3.4. Morphometrical Assessment

We analyzed the total area of pathological cavities and preserved spinal cord tissue in the experimental groups within 5 mm in the rostral and caudal direction from the epicenter of injury. The area of pathological cavities in the SCI EVs10 group at the injury epicenter and 1 mm rostral from it was significantly lower (p < 0.05) than in the SCI group (Figure 3A,E). Similarly, in the SCI FM+EVs5 group, it was significantly lower at 3 mm rostral compared to the SCI FM group (Figure 3B). At the same time, there was no significant difference in the total area of pathological cavities between the groups, regardless of the EV introduction method to the SCI area.
The preserved tissue area assessment showed that, at 5 mm caudally and rostrally to the epicenter of the injury, the index was higher (p < 0.05) in the SCI EVs10 group than in the SCI and SCI EVs50 groups (Figure 3C). A positive dynamic was also observed in the SCI EVs10 group at 2 to 4 mm caudally, where the preserved tissue area was significantly greater compared to the SCI group.

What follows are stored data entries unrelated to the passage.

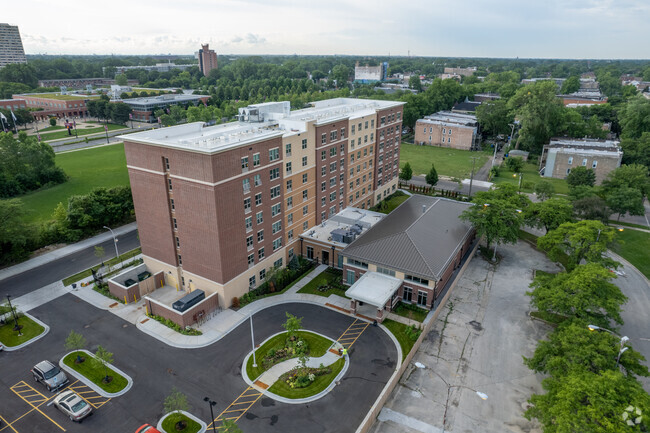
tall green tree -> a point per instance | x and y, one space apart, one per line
585 293
582 240
549 214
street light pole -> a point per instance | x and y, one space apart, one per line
212 404
117 254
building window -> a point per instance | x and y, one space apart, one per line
422 298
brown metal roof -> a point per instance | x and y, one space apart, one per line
419 237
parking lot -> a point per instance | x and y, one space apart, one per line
213 371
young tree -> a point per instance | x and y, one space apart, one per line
496 219
292 325
625 200
572 346
432 176
75 342
581 176
584 239
407 172
104 357
544 190
549 214
585 293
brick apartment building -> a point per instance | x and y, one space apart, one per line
218 207
563 154
448 129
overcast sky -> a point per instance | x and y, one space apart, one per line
459 28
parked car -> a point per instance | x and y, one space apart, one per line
147 428
50 375
73 406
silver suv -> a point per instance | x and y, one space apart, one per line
50 375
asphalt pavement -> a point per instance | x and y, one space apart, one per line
214 371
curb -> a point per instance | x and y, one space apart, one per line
203 425
90 384
314 397
46 329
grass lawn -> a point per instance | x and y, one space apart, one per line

At the injury epicenter, as well as 2 to 4 mm caudally from it, the preserved tissue area in the SCI FM+EVs10 group was higher (p < 0.05) than in the SCI FM+EVs5 group, where fewer EVs were introduced (Figure 3D,E). At the same time, at a distance of 1 mm caudally and 1–5 mm rostrally, the preserved tissue area in the SCI FM+EVs10 group was significantly higher compared to the SCI FM control group.
In addition to the absolute values obtained for the above values, we also evaluated the effect of treatments on the preservation of gray and white matter after the SCI linear mixed-effect model, with individual animals as a random variable. The results of this analysis showed that the percentage of preserved tissue in the SCI FM+EVs10 and SCI EVs10 groups was significantly higher (p < 0.05) when compared to the SCI and SCI FM control rat groups (Figure 3F).

3.5. Immunofluorescence Results

We performed a quantitative analysis of precursor cells of oligodendrocytes (Olig2+/NG2+) and mature oligodendrocytes (Olig2+/NG2−) in the white (VF and LF) and gray (VH) matter of the spinal cord in experimental rats (Figure 4A–D). There was a reduction in Olig2+/NG2− cells in the spinal cord regions observed, caused by the SCI. However, both methods of EV transplantation contributed to the maintenance of the spinal cord cell population, and a significant difference was found in the experimental groups compared to the control SCI FM in the spinal cord white matter (Figure 4E–G). It was noted that after the maximum dosage of EVs was injected (SCI EVs50), the amount of Olig2+/NG2− cells in the VF and LF zones was greater (p < 0. 05) than in the other experimental groups at 60 days after the SCI (Figure 4A,B) and was close to that in the intact control in VF (SCI EVs50: 9.07 ± 1.00 (VF); 9.27 ± 1.72 (LF) vs. intact: 12.93 ± 1.27 (VF); 20.06 ± 2.25 (LF)).
Prominent changes in the population of Olig2+/NG2+ cells were also found in the white matter. In the VF zone, there was an increase in the number of Olig2+/NG2+ cells in the group that received an intravenous injection of the maximum EV dosage (SCI EVs50), when compared to the other groups, with a significant difference when compared to the intact, SCI FM+EVs10 and SCI EVs10 groups (SCI EVs50: 5.07 ± 0.71 vs. Intact: 2.00 ± 0.63; SCI FM+EVs10: 3.67 ± 1.07 and SCI EVs10: 2.92 ± 0.54) (Figure 4C). In the LF zone, the smallest number of LF cells was found in the SCI FM+EVs5 group (Figure 4D,L). In other experimental groups, at 60 days after the SCI, the number of Olig2+/NG2+ cells was comparable to that in the intact control group.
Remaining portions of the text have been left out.